I’m not sure how long the stove was on, but I was aghast when I went into the house. The kitchen was filled with smoke, the burner was going full blast, the foil was black and charred, and the knobs to my stove had warped from the heat. Two oven mitts were just inches away from the foil, and one was lying on the floor. The knob to the stove was melting and too hot to touch. I took an oven mitt and tried to turn it off, but it was warped and would not turn. I then got a pair of plyers I kept in a drawer in my kitchen and turned off the stove. The foil was hot to the touch and charred. I threw it in the sink and turned the water on. The monkey bread plate was also hot to the touch, and the house smelled like burnt plastic and hot foil. I was obviously shaken. Alas, this also alerted me that my smoke detectors were not working.
While this was going on, Buster looked frightened and guilty inside his crate. I scolded him and put him outside. Once the mess was cleaned up, I told The Bean and The Bibbed Wonder about our close call. I made it clear that Buster should not be out of his crate alone in the house under any circumstances. I’ve also decided to take the knobs off the stove under advisement from one very smart Jenna. Lastly, I replaced all the batteries in the smoke detectors and tested them.
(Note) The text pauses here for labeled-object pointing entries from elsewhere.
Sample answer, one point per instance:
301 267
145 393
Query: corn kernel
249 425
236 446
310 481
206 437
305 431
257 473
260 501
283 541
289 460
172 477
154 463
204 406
This scenario could have been bad, really, really bad. I can’t believe that something so innocent could have destroyed our home and killed my dog. It was eye-opening for sure. Eric is now convinced Buster is an arsonist and set on destroying us. Sigh. My dog, whom I love a great deal, needs some serious training. Also, we as his humans need to be very aware of our surroundings and behaviors. Food cannot be left on the counter near the stove in the future. We all have some modifications to make. I have also marked my calendar to change the batteries in the smoke detectors in six months. This could have been really, really bad.
Please take this as a reminder, dear reader, to check your smoke detectors and replace your batteries every six months. As always, stay safe, be smart, be more intelligent than your ill-behaved dog, and keep washing your hands.